A natureza é surpreendente e tem seus mistérios. A famosa frase “na natureza nada se perde, nada se cria, tudo se transforma” é atribuída ao químico francês Antoine Lavoisier, conhecido como o pai da química moderna e ilustra fielmente esse aspecto. Nessa perspectiva, uma espécie de feto arbóreo – ou simplesmente – uma samambaia, reaproveita suas folhas mortas transformando-as em raízes novas, como mecanismo de sobrevivência diante do solo alagado e com poucos nutrientes da floresta Quebrada Chorro, no oeste do Panamá.

A pesquisa foi publicada na revista Ecology.

Descoberta “completamente acidental”

James Dalling, ecologista de florestas tropicais da Universidade de Illinois em Urbana-Champaign disse que a descoberta “foi completamente acidental” em relação à samambaia.

Durante uma expedição em 2019, Dalling e seus colegas embarcaram em uma missão para investigar o processo de aquisição de nutrientes pelas raízes da conífera tropical Podocarpus.

Nesse ínterim, depararam-se com um espesso emaranhado de samambaias arbóreas da espécie Cyathea rojasiana.

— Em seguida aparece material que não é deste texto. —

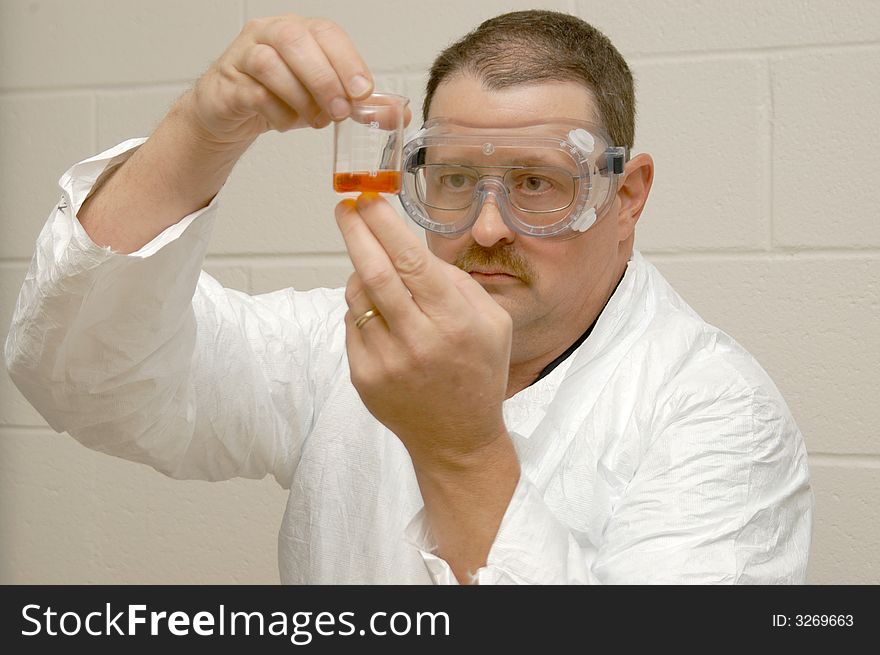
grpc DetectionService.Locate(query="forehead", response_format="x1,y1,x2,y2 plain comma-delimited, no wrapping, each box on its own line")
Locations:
428,73,600,127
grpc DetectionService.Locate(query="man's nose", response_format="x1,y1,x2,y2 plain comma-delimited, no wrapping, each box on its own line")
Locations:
471,193,516,248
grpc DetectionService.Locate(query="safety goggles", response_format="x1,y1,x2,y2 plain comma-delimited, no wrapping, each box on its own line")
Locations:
400,118,627,237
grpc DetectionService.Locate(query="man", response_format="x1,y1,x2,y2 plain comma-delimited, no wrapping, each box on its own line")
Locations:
6,11,812,583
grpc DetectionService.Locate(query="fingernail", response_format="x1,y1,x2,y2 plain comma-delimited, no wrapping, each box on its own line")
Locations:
348,75,370,98
330,98,351,121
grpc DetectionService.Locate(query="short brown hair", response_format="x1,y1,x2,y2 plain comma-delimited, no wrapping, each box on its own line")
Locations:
422,9,635,148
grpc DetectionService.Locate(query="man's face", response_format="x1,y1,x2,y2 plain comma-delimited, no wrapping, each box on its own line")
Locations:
427,75,631,359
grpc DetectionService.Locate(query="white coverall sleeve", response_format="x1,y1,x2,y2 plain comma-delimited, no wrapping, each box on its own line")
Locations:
407,366,813,584
5,140,326,486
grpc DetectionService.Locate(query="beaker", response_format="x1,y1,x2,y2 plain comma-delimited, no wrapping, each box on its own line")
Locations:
333,93,409,193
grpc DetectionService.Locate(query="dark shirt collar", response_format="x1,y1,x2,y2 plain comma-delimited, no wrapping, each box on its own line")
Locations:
529,271,626,386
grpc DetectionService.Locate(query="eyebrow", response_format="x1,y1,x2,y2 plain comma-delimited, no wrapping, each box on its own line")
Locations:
423,153,571,169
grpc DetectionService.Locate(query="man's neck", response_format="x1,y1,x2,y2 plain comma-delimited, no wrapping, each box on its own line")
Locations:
506,267,626,398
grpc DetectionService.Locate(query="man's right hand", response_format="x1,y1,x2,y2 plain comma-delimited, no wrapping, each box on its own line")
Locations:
188,15,373,147
77,15,373,253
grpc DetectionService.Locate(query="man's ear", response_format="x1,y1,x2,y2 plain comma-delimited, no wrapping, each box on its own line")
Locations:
617,152,654,241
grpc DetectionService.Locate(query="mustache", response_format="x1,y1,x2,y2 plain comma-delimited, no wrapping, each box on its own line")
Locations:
452,243,535,284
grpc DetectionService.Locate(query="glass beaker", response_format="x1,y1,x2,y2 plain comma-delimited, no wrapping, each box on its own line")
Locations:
333,93,409,193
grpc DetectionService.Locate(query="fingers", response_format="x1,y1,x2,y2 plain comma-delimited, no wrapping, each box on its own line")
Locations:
256,16,372,120
336,193,424,331
340,193,464,317
236,44,322,131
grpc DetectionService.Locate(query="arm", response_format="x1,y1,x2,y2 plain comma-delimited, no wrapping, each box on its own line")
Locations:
336,195,519,582
5,144,348,485
5,16,371,479
410,361,813,584
78,15,372,254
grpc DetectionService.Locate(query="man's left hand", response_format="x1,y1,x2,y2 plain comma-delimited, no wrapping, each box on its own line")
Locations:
336,194,512,469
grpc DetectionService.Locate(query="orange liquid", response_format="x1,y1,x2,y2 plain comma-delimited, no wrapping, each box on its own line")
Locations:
333,171,400,193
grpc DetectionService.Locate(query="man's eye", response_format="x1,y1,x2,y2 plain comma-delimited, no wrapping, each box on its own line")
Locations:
519,175,552,193
441,173,468,189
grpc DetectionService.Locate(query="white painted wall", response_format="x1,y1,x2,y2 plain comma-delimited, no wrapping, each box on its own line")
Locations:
0,0,880,584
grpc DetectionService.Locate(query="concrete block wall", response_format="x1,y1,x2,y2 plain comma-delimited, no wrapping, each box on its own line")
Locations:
0,0,880,584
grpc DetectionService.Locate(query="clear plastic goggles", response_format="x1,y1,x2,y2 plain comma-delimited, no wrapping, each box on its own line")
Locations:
400,118,627,237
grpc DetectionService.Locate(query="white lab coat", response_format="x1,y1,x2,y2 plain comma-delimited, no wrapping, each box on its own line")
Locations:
6,141,813,583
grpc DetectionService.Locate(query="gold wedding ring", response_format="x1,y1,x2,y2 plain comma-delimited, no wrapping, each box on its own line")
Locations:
354,309,381,330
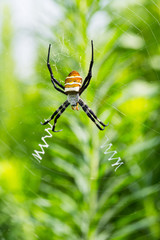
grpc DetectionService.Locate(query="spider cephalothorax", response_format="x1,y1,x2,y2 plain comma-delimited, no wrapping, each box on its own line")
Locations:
41,41,108,132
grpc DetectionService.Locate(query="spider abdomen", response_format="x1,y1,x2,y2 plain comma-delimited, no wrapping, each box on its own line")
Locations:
65,71,82,92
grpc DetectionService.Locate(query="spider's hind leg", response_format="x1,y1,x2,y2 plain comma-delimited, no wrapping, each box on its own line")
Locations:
52,101,70,132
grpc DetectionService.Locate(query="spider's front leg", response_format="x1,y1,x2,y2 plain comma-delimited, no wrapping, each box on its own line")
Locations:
79,98,109,130
41,100,69,125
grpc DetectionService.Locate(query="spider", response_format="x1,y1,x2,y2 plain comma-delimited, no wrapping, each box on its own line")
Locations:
41,40,108,132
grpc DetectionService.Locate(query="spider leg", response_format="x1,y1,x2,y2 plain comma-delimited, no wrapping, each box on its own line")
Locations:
47,44,66,95
41,100,68,125
80,40,94,95
52,101,70,132
79,98,108,130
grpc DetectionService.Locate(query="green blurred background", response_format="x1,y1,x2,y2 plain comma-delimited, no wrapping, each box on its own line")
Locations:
0,0,160,240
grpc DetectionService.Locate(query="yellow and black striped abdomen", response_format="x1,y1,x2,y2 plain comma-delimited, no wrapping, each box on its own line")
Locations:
65,71,82,92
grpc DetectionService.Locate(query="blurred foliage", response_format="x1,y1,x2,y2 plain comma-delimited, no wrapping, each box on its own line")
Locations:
0,0,160,240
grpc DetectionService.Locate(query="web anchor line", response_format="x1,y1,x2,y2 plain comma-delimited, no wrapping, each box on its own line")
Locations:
100,136,124,172
32,123,52,163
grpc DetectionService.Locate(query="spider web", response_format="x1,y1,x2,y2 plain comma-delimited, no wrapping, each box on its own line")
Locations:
1,1,160,238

Diante desse cenário, os pesquisadores decidiram remover as folhas mortas das samambaias, e para sua surpresa, descobriram que estas estavam profundamente enraizadas no solo.

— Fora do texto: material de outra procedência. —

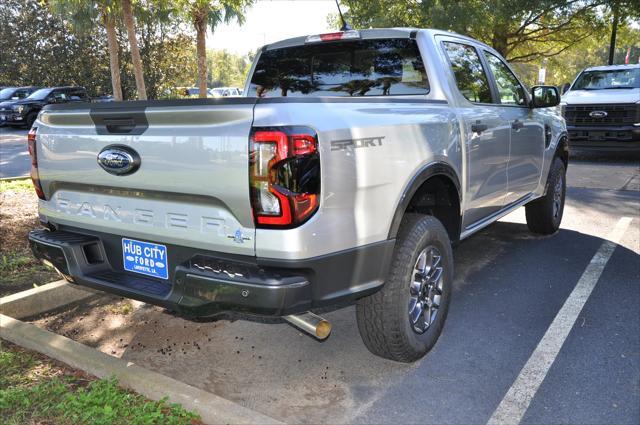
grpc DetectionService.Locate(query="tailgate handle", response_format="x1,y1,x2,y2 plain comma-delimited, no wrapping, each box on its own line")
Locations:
104,118,136,134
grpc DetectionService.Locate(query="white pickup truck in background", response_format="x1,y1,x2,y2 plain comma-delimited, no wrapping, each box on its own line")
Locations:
560,64,640,151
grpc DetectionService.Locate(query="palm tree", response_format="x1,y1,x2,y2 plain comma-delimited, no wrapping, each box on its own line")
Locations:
48,0,122,101
121,0,147,100
183,0,253,98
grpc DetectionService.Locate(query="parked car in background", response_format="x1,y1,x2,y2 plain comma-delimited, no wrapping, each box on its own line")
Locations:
209,87,242,97
560,64,640,150
0,86,39,102
0,86,91,127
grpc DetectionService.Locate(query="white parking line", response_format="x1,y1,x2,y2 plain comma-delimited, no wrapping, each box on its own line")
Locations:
487,217,631,425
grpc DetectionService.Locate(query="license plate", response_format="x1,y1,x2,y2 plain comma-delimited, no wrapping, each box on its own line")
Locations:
122,238,169,279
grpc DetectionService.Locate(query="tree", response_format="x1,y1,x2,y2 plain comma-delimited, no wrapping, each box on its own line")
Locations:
207,50,251,87
342,0,604,62
182,0,252,98
0,0,111,96
120,0,147,100
607,0,640,65
48,0,123,101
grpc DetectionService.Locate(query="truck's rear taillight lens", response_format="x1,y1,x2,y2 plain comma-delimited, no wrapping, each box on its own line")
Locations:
27,127,46,199
249,127,320,228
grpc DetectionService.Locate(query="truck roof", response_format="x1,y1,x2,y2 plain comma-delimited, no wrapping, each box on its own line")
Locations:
262,27,491,50
585,63,640,71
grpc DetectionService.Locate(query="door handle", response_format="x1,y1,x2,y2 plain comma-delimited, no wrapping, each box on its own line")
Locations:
511,120,524,131
471,121,489,134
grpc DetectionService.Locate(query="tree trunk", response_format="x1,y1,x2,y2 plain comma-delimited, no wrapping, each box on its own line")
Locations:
609,1,620,65
491,25,509,58
122,0,147,100
194,11,207,98
104,15,122,102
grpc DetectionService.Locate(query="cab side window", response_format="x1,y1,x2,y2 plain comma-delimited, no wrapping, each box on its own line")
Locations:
49,90,67,102
444,41,493,103
484,51,527,106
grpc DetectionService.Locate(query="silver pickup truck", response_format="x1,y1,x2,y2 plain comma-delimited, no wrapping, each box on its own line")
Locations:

A descoberta levou Dalling e sua equipe a reconhecerem a importância de escavar o solo, uma ação que poderia ter sido negligenciada se não estivessem atentos à necessidade de investigar mais profundamente.

Mecanismo complexo e inteligente

Após a escavação minuciosa das folhas resistentes, foi revelado que nas extremidades de suas veias haviam brotado pequenas raízes. Esse achado se alinha com o conhecimento estabelecido de que as samambaias arbóreas da espécie Cyathea costumam manter uma camada de folhas mortas ao seu redor, possivelmente para afastar trepadeiras ou para isolar as plantas de temperaturas frias.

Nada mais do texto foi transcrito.